O Movimento Tradicionalista Gaúcho (MTG), que promoverá as festanças deste mês, é conhecido pelo alto nível de exigência com a preservação da cultura gaúcha. Porém, o que nem todos sabem é que o MTG vem realizando adaptações com o passar do tempo com o objetivo de não afastar os jovens nem o público fiel a sua essência. Inclusive, o tema do MTG deste ano é “Mulher Gaúcha: 70 anos da inclusão no Tradicionalismo Gaúcho organizado”.

Gaúcho em preparação para a Semana Farroupilha. (Foto: Maria Júlia Pozzobon/Beta Redação)

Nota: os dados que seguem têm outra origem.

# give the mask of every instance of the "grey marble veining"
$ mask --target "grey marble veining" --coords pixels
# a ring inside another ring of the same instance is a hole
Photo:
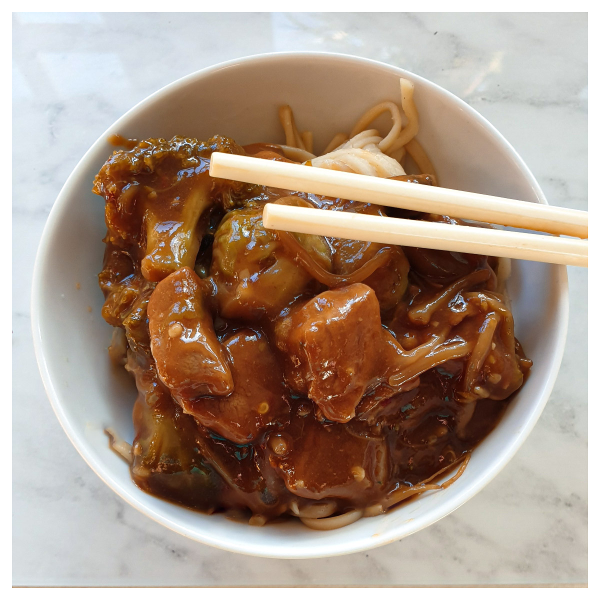
[[[355,54],[457,94],[512,143],[551,203],[587,208],[583,13],[28,13],[13,16],[13,451],[16,585],[297,585],[587,580],[587,271],[551,398],[482,492],[400,542],[339,558],[257,559],[164,529],[92,473],[56,421],[29,331],[37,242],[106,127],[161,86],[272,50]]]

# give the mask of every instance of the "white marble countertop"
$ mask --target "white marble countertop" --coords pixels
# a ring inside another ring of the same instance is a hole
[[[586,209],[584,13],[29,13],[13,15],[13,571],[14,585],[410,585],[587,581],[587,274],[570,268],[565,358],[510,464],[452,514],[338,558],[216,550],[154,523],[85,464],[38,374],[35,253],[61,186],[138,101],[204,67],[272,50],[403,67],[463,98],[506,137],[549,202]]]

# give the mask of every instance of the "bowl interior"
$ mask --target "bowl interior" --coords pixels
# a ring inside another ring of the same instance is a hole
[[[399,101],[399,76],[415,82],[419,137],[447,187],[545,202],[521,159],[482,117],[455,97],[411,73],[363,59],[286,54],[242,59],[190,76],[157,92],[120,119],[83,157],[49,218],[36,263],[34,336],[44,384],[71,441],[121,497],[185,535],[227,550],[278,557],[331,556],[398,539],[434,522],[479,491],[506,464],[530,431],[550,394],[566,325],[564,268],[513,261],[509,290],[516,334],[534,367],[500,424],[477,448],[464,474],[448,489],[428,493],[380,517],[316,532],[298,523],[253,527],[207,516],[148,495],[103,433],[112,426],[133,438],[135,388],[113,368],[106,347],[112,328],[100,316],[106,233],[94,175],[126,137],[206,139],[215,133],[244,144],[282,142],[277,108],[290,104],[299,128],[314,133],[317,149],[349,131],[367,108]],[[385,126],[385,119],[379,124]],[[548,327],[548,323],[553,326]]]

A participação feminina, de fato, é destacada no movimento. Um exemplo é Gabriela Sarturi Rigão, 23 anos. Natural de Santa Maria, a menina carrega no peito a faixa de 1ª prenda do Rio Grande do Sul com muito orgulho. Criada dentro de um Centro Tradicional Gaúcho (CTG), Gabriela foi convidada com apenas 14 anos para participar de cavalgadas do Departamento Campeiro Centro de Pesquisa Folclórica Piá do Sul. Foi esse fato que contribuiu para ela ser a 1ª Prenda Juvenil da 13ª Região Tradicionalista em 2015, avaliadora de Cirandas Regionais e palestrante sobre cultura tradicionalista, mas o maior orgulho é ser prenda e tradicionalista.

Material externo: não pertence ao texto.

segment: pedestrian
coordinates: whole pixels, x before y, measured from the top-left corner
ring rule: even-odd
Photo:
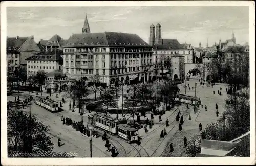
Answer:
[[[219,117],[219,111],[218,110],[216,111],[216,116]]]
[[[150,120],[148,120],[148,118],[147,118],[146,120],[146,124],[147,125],[148,125],[149,123],[150,123]]]
[[[189,114],[188,115],[188,116],[189,116],[189,117],[188,117],[188,120],[191,120],[191,116],[190,116],[190,113],[189,113]]]
[[[164,135],[163,135],[163,130],[162,130],[162,131],[161,132],[161,134],[160,134],[160,138],[163,138]]]
[[[184,145],[185,146],[186,146],[187,145],[187,138],[186,138],[186,137],[185,137],[184,138],[183,140],[184,140]]]
[[[165,124],[166,125],[166,127],[169,126],[169,121],[168,121],[168,120],[166,120],[165,121]]]
[[[183,123],[184,123],[183,116],[182,115],[181,117],[180,117],[180,123],[181,124],[181,125],[182,125]]]
[[[199,124],[199,131],[201,131],[202,130],[202,124],[201,123]]]
[[[163,128],[163,135],[167,135],[167,133],[166,133],[166,130],[165,129],[165,128],[164,127]]]
[[[60,138],[59,138],[59,139],[58,139],[58,146],[59,147],[60,147],[61,145],[61,140],[60,140]]]
[[[179,130],[180,130],[180,131],[182,130],[182,126],[181,124],[180,123],[179,124]]]
[[[178,114],[176,115],[176,121],[179,121],[179,120],[180,120],[180,115],[179,114]]]
[[[173,147],[173,143],[170,143],[170,152],[173,152],[174,151],[174,147]]]
[[[159,118],[159,122],[162,121],[162,117],[161,117],[160,115],[159,115],[159,116],[158,116],[158,118]]]

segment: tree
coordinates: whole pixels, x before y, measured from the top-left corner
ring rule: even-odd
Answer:
[[[185,148],[185,153],[189,157],[195,157],[197,153],[201,152],[201,142],[200,135],[193,135],[187,141]]]
[[[35,79],[36,82],[37,82],[40,87],[40,91],[41,92],[41,95],[42,95],[42,85],[45,83],[45,81],[47,79],[47,77],[46,76],[46,73],[44,71],[40,70],[37,72],[36,75],[35,75]]]
[[[31,118],[26,113],[11,110],[7,112],[8,153],[12,152],[49,152],[53,144],[47,133],[50,126],[44,125],[34,115]]]
[[[160,85],[160,92],[162,97],[164,106],[167,108],[167,104],[174,101],[174,98],[179,91],[179,88],[176,85],[172,84],[170,82],[167,82],[164,84]]]
[[[71,92],[72,98],[77,100],[79,103],[79,113],[83,110],[82,108],[82,103],[84,99],[87,98],[88,96],[90,94],[90,90],[85,86],[85,83],[83,81],[79,80],[76,81],[74,85],[71,87],[72,91]],[[83,112],[82,112],[83,113]]]
[[[99,75],[95,75],[89,77],[89,81],[93,83],[92,90],[95,94],[95,100],[97,100],[97,92],[99,90],[99,88],[100,87],[101,79]]]

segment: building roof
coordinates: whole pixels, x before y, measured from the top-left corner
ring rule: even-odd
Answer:
[[[41,44],[42,45],[46,46],[46,45],[47,45],[48,44],[48,41],[49,40],[41,40],[38,42],[38,44]]]
[[[57,34],[54,35],[52,38],[49,40],[50,41],[59,41],[59,40],[61,40],[62,38],[58,35]]]
[[[177,39],[163,39],[163,44],[155,44],[153,50],[188,50],[184,44],[180,44]]]
[[[76,47],[81,45],[151,47],[136,34],[111,32],[73,34],[68,40],[64,47]]]
[[[63,61],[63,58],[61,57],[62,55],[63,55],[63,51],[62,50],[54,48],[51,51],[51,49],[49,48],[46,52],[45,51],[41,51],[27,58],[26,60]]]
[[[48,77],[51,77],[51,76],[57,76],[57,77],[60,77],[60,76],[66,76],[66,74],[63,73],[62,71],[61,70],[55,70],[55,71],[53,71],[49,73],[48,73],[46,74],[46,76]]]
[[[44,45],[42,45],[42,44],[37,44],[37,46],[39,48],[39,49],[41,50],[41,51],[43,51],[43,50],[45,50],[45,47],[44,46]]]
[[[28,38],[28,37],[8,37],[6,40],[6,46],[8,48],[19,48]]]

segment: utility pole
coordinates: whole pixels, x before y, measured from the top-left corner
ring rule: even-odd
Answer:
[[[185,79],[185,94],[187,94],[187,78]]]
[[[197,88],[196,86],[196,83],[195,82],[195,96],[196,96],[196,89]]]
[[[123,117],[123,83],[122,82],[122,117]]]

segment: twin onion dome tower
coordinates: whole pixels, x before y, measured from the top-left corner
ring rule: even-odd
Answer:
[[[155,44],[163,44],[163,40],[161,37],[161,25],[158,23],[156,26],[156,33],[155,36],[155,26],[150,25],[150,45],[154,46]]]

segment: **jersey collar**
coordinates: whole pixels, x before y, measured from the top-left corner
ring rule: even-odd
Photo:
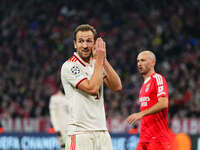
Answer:
[[[155,74],[155,72],[151,75],[153,76]],[[144,81],[144,84],[146,84],[150,79],[151,79],[151,76],[149,76],[145,81]]]
[[[74,52],[74,57],[76,57],[76,59],[84,66],[86,67],[87,65],[89,65],[87,62],[85,62],[76,52]]]

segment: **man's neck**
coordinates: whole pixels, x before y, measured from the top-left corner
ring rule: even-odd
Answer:
[[[144,80],[146,80],[148,77],[150,77],[153,73],[155,73],[155,71],[151,70],[148,73],[146,73],[145,75],[143,75]]]

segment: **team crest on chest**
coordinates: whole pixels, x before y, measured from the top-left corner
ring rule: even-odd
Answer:
[[[73,66],[73,67],[71,68],[71,71],[72,71],[72,73],[75,74],[75,75],[77,75],[77,74],[80,73],[80,69],[79,69],[77,66]]]
[[[150,83],[149,84],[147,84],[147,86],[146,86],[146,89],[145,89],[145,92],[148,92],[149,91],[149,87],[150,87]]]

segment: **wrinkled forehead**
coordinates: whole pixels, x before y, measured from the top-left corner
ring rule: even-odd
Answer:
[[[140,60],[140,59],[148,59],[149,56],[148,54],[146,53],[140,53],[138,56],[137,56],[137,60]]]
[[[78,31],[76,39],[92,39],[94,40],[94,34],[92,31]]]
[[[150,53],[148,51],[145,51],[145,52],[141,52],[138,57],[137,57],[137,60],[139,59],[150,59],[152,61],[155,60],[155,56],[153,53]]]

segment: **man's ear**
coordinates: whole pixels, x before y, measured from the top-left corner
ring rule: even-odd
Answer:
[[[74,48],[76,49],[77,48],[77,46],[76,46],[76,41],[74,40]]]

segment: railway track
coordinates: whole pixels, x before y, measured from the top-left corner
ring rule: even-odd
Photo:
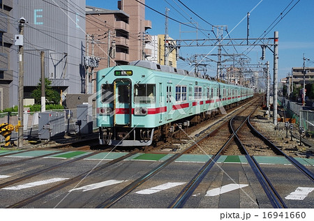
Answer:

“Foi no tradicionalismo que eu descobri a minha voz, minha força, a minha essência. É onde eu vejo o desenvolvimento de pessoas, a propagação de valores e a esperança de dias melhores”, orgulha-se Gabriela.

Compartilhando do mesmo sentimento, Laura Frota, 29 anos, é formada em Educação Física e instrutora das invernadas Chupetinha e Dente de Leite do CTG Galpão de Estância de São Luiz Gonzaga, da 3ª Região Tradicionalista. “Não vou dizer que sou uma tradicionalista que concorde 100% com o que movimento impõe, mas acho necessário a preservação da cultura e das nossas raízes. Claro que não devemos nos manter sempre focados no passado, mas temos que nos adequar sem deixar de lado as raízes”, comenta Laura.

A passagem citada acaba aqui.